一杯鴆酒,無色無味,飲之立即斃命,倒也死得沒什麼痛苦……
「小姐,您醒了?」一個熟悉的、又有些久違的聲音自床畔悠悠響起。
恍惚望著床頂愣神的人,一時來不及整理紛亂的心緒,滿臉震驚又不可思議的轉頭望去。
只見一個綠衫身影正將淡紫色的薄絲床幔揭起,入目一張怡然嫻靜的笑臉,比起記憶中的模樣似乎稍顯稚嫩清秀。

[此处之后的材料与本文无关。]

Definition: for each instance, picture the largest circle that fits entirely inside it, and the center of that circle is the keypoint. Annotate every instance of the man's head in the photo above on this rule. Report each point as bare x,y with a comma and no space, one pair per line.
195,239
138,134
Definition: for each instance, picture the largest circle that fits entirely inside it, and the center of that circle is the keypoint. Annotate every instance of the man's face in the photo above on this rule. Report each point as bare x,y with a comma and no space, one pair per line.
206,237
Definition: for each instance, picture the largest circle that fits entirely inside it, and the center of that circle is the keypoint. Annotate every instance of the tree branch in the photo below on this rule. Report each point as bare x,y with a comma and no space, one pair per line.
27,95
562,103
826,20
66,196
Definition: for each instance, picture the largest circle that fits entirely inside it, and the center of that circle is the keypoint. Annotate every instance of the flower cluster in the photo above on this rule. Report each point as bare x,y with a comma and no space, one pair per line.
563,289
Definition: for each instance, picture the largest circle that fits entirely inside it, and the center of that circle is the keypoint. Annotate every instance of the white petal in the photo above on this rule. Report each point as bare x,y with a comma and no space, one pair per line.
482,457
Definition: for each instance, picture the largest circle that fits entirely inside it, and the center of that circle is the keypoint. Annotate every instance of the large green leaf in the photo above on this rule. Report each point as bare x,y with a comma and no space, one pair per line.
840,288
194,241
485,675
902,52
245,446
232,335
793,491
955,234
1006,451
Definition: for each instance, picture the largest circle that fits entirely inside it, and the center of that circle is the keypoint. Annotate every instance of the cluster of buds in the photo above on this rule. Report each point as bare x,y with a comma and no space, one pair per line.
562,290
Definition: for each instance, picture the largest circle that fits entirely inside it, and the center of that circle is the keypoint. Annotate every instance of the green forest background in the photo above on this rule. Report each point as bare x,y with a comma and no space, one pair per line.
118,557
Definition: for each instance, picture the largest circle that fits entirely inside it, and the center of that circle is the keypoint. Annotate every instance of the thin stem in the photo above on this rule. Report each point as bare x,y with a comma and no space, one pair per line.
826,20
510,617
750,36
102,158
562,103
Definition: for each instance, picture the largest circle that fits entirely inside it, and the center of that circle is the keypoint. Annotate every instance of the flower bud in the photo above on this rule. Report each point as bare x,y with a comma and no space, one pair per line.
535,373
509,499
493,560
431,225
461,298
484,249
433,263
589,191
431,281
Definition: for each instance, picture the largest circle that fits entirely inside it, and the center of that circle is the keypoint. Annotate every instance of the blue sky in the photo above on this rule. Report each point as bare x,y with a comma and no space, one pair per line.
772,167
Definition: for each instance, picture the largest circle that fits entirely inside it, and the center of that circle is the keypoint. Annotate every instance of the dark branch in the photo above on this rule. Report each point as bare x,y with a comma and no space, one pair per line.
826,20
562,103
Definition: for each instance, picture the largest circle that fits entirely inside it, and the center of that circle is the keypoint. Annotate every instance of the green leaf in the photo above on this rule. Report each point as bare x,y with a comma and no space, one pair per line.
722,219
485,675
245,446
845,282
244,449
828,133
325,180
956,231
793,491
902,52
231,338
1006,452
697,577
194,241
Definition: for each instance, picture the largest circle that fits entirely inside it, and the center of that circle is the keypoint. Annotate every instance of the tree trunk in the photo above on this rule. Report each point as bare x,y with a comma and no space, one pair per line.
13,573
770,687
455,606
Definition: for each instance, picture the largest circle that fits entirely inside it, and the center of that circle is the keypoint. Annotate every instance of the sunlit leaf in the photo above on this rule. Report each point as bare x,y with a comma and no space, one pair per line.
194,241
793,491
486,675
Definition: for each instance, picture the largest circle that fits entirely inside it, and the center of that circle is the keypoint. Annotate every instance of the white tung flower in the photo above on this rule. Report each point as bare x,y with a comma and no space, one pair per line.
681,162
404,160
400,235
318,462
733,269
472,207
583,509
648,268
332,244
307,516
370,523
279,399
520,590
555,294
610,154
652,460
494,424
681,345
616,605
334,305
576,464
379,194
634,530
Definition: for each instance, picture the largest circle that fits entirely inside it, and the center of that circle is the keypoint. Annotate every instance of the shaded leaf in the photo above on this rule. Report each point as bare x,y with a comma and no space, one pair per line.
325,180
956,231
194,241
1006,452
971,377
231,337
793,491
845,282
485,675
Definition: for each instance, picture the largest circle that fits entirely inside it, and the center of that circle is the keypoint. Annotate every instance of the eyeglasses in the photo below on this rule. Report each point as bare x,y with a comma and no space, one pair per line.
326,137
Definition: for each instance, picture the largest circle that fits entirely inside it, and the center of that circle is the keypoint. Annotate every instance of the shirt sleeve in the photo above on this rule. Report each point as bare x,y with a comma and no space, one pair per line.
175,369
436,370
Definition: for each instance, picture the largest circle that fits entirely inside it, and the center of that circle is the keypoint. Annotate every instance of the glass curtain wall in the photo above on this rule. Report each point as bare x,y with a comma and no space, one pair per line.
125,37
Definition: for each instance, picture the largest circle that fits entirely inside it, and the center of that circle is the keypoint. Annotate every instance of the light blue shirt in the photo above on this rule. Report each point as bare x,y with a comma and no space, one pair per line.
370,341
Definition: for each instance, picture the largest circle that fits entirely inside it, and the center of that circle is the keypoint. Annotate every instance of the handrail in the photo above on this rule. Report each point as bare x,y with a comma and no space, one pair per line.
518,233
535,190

「映秋?」上官瑜遲疑的喚道,開口才發現自己的聲音又干又澀。
「小姐,您身子可覺得好一些?」映秋關切問道,雖覺得自家小姐現下醒過來的模樣怪怪的,不過只以為是她身子不適,並未多想,「要不還是讓奴婢去請個大夫過來瞧一瞧?」
上官瑜撐著起身,映秋見狀急忙拿了靠墊,伸手扶著她靠躺好。一低眉,卻發現上官瑜眼角未乾的淚痕,低呼道:「小姐,您怎麼哭了?」
上官瑜抬手一抹,還真落淚了。
不過,這究竟是怎麼回事?
她沒死?!
還有,映秋——她不是早在自己新婚回門的當天就被自己那狗日的太子夫君命人謀害了?
「小姐,您怎麼了?您別嚇奴婢……奴婢去替您找夫人來吧!」映秋是真的慌了,她自幼便跟在小姐身邊,自打懂事起,就沒見她家小姐哭過,無論遇到何事、何種困難,她家小姐彷彿永遠都是成竹於胸、淡定處之,在她心裡,就沒有什麼事能難倒自家小姐的……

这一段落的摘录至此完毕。